其中，“新”任务指的是：自 fork 以来活动窗口数量小于 SCHED_NEW_TASK_WINDOWS 的任务。活动窗口定义为观察到任务可运行的窗口。（A 'new' task is defined as a task whose number of active windows since fork is less than SCHED_NEW_TASK_WINDOWS. An active window is defined as a window where a task was observed to be runnable.）

如果任务属于相关线程组（related_thread_group），那么以上 runnable_sum 将会统计进 rq 的 grp_time 中（由 rq->xxx 变为 rq->grp_time.xxx）。

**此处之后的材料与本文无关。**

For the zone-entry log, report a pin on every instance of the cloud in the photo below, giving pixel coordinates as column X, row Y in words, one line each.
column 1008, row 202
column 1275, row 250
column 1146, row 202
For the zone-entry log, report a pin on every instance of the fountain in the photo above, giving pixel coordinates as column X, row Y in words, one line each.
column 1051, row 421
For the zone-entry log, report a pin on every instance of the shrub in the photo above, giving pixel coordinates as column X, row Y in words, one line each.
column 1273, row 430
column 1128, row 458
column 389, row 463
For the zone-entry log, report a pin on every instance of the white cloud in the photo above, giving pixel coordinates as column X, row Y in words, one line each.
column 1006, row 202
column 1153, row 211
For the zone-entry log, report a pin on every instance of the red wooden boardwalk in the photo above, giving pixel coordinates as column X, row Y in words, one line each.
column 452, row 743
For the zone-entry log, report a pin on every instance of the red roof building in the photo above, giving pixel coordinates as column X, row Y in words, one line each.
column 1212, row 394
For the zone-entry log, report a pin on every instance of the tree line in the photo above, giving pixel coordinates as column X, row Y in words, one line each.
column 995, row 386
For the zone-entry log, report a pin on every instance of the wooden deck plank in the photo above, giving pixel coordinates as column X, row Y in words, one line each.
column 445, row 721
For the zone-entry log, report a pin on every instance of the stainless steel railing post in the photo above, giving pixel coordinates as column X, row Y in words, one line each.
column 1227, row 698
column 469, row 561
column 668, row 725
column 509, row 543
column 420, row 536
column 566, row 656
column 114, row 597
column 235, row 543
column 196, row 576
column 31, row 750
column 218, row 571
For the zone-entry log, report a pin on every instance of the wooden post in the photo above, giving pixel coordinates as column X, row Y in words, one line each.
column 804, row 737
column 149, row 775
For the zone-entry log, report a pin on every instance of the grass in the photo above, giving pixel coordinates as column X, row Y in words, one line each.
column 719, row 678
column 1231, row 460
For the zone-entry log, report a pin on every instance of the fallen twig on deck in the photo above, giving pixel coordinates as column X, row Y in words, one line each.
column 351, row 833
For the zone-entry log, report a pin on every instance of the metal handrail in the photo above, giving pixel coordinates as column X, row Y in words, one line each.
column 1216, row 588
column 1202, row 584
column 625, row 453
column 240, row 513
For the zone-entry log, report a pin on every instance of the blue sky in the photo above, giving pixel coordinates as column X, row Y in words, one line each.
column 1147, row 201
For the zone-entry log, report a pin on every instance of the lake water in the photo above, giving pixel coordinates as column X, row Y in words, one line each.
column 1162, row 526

busytime 路径下的负载计算可以点击【WALT】update_cpu_busy_time() 代码详解查看

b. demand 路径

demand 路径下的 CPU 负载较为复杂，以下篇幅将详细阐述三种负载的统计方式：

rq->cum_window_demand：
rq->walt_stats.cumulative_runnable_avg：
rq->walt_stats.pred_demands_sum：

二、demand 路径下 CPU 负载的统计方式

0. 基础信息

注：本文中的任务主要指进程。

a. TASK_RUNNING（任务状态之一）

	|			|<----- runnable ------>|<---------- running ---------->|<-- runnable ->|
	|-----------|-----------------------|-------------------------------|---------------|
 wakeup		 enqueue               start_exec						end_exec		 dequeue

任务从睡眠状态被唤醒时，任务的状态会被设置为 TASK_RUNNING，随后任务入队。

TASK_RUNNING 包含两种状态：

running：任务正在占用 CPU ；
runnable（ready）：任务刚进入队列还未上 CPU 的状态，或是任务在 running 时时间片耗尽或者主动让出 CPU、或者被更高优先级进程抢占后，在队列中等待的状态。

处于 TASK_RUNNING 状态的进程要么正在 CPU 上运行，要么随时都可以投入运行，只不过CPU资源有限，调度器暂时没有选中他们。

处于 TASK_RUNNING 状态的进程是调度器的调度对象。在 Linux 中，每个 CPU 都有自己的运行队列。如果是实时进程（rt），则根据优先级的情况落在相应的优先级的队列上；如果是普通进程（cfs），则根据虚拟运行时间，落在红黑树相应位置上。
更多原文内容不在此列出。